Train on 3574 samples, validate on 398 samples
Epoch 1/30
Epoch 2/30
Epoch 3/30
Epoch 4/30
Epoch 5/30
Epoch 6/30
Epoch 7/30


In [70]:
accr = model.evaluate(X_test,Y_test)
print('Test set\n  Loss: {:0.3f}\n  Accuracy: {:0.3f}'.format(accr[0],accr[1]))

Test set
  Loss: 1.991
  Accuracy: 0.312


In [72]:
model = Sequential()
model.add(Embedding(MAX_NB_WORDS, EMBEDDING_DIM, input_length=X.shape[1]))
model.add(Dropout(0.2))
model.add(LSTM(64, dropout=0.2, recurrent_dropout=0.2))
model.add(Dense(13, activation='softmax'))
model.compile(loss='categorical_crossentropy', optimizer='adam', metrics=['accuracy'])

epochs = 30
batch_size = 64

history = model.fit(X_train, Y_train, epochs=epochs, batch_size=batch_size,validation_split=0.1,callbacks=[EarlyStopping(monitor='val_loss', patience=3, min_delta=0.0001)])


Train on 3574 samples, validate on 398 samples
Epoch 1/30
Epoch 2/30
Epoch 3/30
Epoch 4/30
Epoch 5/30
Epoch 6/30
Epoch 7/30
Epoch 8/30


In [85]:
import tensorflow as tf
print("You are using TensorFlow version", tf.__version__)

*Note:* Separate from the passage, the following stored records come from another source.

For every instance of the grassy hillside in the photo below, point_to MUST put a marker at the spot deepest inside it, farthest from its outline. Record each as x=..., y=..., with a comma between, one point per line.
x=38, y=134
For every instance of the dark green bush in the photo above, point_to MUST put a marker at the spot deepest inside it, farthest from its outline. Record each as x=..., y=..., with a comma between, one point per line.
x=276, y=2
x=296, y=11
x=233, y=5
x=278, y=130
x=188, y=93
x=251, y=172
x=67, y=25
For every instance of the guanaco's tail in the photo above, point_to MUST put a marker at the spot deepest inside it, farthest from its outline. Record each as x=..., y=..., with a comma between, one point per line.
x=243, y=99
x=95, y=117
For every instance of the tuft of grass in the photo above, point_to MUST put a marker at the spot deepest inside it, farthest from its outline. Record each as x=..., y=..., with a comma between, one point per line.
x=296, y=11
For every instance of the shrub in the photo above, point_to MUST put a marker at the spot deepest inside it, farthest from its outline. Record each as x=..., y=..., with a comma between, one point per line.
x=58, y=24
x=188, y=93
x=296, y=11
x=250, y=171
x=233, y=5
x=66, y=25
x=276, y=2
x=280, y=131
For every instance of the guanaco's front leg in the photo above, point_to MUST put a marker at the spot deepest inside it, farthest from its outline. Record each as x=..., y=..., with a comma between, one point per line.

You are using TensorFlow version 1.14.0


In [75]:
hello=tf.constant('Hello,TensorFlow!')

In [76]:
sess=tf.Session()

In [77]:
print(sess.run(hello))

b'Hello,TensorFlow!'


In [82]:
model = Sequential()
model.add(Embedding(MAX_NB_WORDS, EMBEDDING_DIM, input_length=X.shape[1]))
model.add(Dropout(0.2))
model.add(LSTM(100, return_sequences=True))
model.add(Dropout(0.2))
model.add(LSTM(64, return_sequences=True))
model.add(Dropout(0.2))
model.add(LSTM(64, dropout=0.2, recurrent_dropout=0.2))
model.add(Dense(13, activation='softmax'))
model.compile(loss='categorical_crossentropy', optimizer='adam', metrics=['accuracy'])

epochs = 30
batch_size = 64

history = model.fit(X_train, Y_train, epochs=epochs, batch_size=batch_size,validation_split=0.1,callbacks=[EarlyStopping(monitor='val_loss', patience=3, min_delta=0.0001)])


Train on 3574 samples, validate on 398 samples
Epoch 1/30
Epoch 2/30
Epoch 3/30
Epoch 4/30


In [83]:
accr = model.evaluate(X_test,Y_test)
print('Test set\n  Loss: {:0.3f}\n  Accuracy: {:0.3f}'.format(accr[0],accr[1]))

Test set
  Loss: 2.073
  Accuracy: 0.315


# Conclusion

After all that testing the LSTM deep learning models could not perform better on the tokenized data than logistic regression performed on pca reduced tf-idf vectors. the best model using LSTM had 36% accuracy on the test data while Lasso LogReg obtained 38% accuracy on the test data. From theses experiments it can be seen that preprocessing methods heavily influence the learning of the model. Optimizations can be further explored.